Les cuento por qué, o más bien de qué va el libro. Se trata de una compilación de doce textos, siete de los cuales tuvieron, según dice una Nota final, versiones previas en catálogos de muestras o en revistas literarias como Letras Libres, de México, o como Dossier, una de las revistas de la Universidad Diego Portales, en Chile. Esos orígenes previos se convierten, durante la lectura, en un dato menor. Quiero decir: al contrario de lo que puede pasar, más bien de lo que suele pasar en tantos volúmenes de textos reunidos, en los que se nota la consigna a la que respondieron originalmente, en los que se nota el encajado a presión, en los que se nota que, a veces por penurias económicas, a veces por pura vanagloria, quienes escribimos aceptamos más trabajos a pedido de los que sería recomendable aceptar, acá hay más bien un rescate de textos que fueron escritos menos atentos a una consigna externa que a una indagación muy personal y sostenida, un rescate que convive muy bien con los otros cinco textos que le dan forma a Volver a comer del árbol de la ciencia.

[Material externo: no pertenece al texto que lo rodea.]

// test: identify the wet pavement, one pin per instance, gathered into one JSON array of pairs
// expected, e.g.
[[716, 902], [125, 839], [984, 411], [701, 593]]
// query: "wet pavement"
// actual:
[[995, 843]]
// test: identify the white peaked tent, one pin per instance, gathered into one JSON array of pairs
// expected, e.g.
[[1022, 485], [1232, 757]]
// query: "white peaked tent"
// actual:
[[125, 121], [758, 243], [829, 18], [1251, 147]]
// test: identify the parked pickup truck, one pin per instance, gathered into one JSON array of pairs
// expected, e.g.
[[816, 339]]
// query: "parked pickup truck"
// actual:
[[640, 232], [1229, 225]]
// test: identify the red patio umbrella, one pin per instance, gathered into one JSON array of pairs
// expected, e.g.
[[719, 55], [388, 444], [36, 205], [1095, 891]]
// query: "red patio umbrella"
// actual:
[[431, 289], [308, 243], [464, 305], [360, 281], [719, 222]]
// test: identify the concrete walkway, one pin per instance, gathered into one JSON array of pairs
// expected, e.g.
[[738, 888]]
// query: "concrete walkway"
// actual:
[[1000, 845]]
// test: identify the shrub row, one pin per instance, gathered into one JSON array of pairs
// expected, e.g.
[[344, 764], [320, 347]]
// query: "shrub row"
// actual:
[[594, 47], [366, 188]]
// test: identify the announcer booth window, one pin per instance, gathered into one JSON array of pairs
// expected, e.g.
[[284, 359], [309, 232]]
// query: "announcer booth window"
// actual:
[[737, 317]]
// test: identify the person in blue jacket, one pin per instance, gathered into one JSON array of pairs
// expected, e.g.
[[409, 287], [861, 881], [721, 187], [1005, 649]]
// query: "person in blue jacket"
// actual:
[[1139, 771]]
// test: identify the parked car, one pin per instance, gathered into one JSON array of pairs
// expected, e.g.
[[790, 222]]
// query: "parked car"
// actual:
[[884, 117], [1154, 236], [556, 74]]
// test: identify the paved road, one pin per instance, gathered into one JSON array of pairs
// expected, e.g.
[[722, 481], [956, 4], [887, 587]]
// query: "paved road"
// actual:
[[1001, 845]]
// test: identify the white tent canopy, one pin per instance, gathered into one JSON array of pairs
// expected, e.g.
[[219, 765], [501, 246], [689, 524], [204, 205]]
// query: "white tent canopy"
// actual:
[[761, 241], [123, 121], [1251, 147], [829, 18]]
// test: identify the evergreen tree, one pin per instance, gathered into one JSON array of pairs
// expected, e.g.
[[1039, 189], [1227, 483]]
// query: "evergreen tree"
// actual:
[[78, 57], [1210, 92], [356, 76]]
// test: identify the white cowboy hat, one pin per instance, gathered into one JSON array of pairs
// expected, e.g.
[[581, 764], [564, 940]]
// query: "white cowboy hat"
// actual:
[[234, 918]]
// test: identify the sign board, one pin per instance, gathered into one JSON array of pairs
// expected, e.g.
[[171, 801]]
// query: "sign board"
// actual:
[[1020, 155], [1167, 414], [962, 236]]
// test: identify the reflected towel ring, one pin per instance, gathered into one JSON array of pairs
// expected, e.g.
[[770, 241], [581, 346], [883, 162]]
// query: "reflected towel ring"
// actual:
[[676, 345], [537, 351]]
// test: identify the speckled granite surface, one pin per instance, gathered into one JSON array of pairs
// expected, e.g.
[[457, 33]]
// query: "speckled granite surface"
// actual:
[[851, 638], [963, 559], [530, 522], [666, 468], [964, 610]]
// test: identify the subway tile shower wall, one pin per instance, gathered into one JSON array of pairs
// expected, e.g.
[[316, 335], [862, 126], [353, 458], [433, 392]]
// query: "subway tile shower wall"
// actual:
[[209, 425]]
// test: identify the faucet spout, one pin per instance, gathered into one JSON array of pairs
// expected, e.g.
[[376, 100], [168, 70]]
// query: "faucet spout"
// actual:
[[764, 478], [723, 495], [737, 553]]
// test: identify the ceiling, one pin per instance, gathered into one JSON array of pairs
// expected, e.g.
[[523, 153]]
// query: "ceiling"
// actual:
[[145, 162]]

Como vamos a estar en contacto durante las próximas tres semanas, se me ocurrió reunir esos doce textos en tres líneas, tres secciones digamos, como para poder concentrarme en cada una de ellas en cada uno de los próximos correos. Y si bien uno de los varios rasgos que se van volviendo recurrentes en todos estos textos, recurrentes como quien dice constructores de poética, es el de la hibridación, el de la deliberada indefinición formal, hice esa división en secciones teniendo en cuenta una adscripción de los textos a dos formas clásicas, el cuento y el ensayo, ya veremos por qué. A ese par le agregaré, como tercera sección, una coda dedicada a comentar dos de los textos en los cuales las líneas que sobresalen en esas dos formas, la narrativa del cuento y la argumentativa del ensayo, se entrelazan en una estrategia de hibridación tan potente, tan radical, que dejan a esos textos por fuera de cualquier categoría que conozcamos, y los llevan a ser más bien, si se me permite la paradoja, híbridos puros, formas desclasadas, prosas insumisas, insurrectas, desobedientes como supieron serlo Adán y Eva cuando, contra toda indicación divina, contra toda represalia, se mandaron nomás a comer del árbol prohibido de la ciencia del bien y del mal.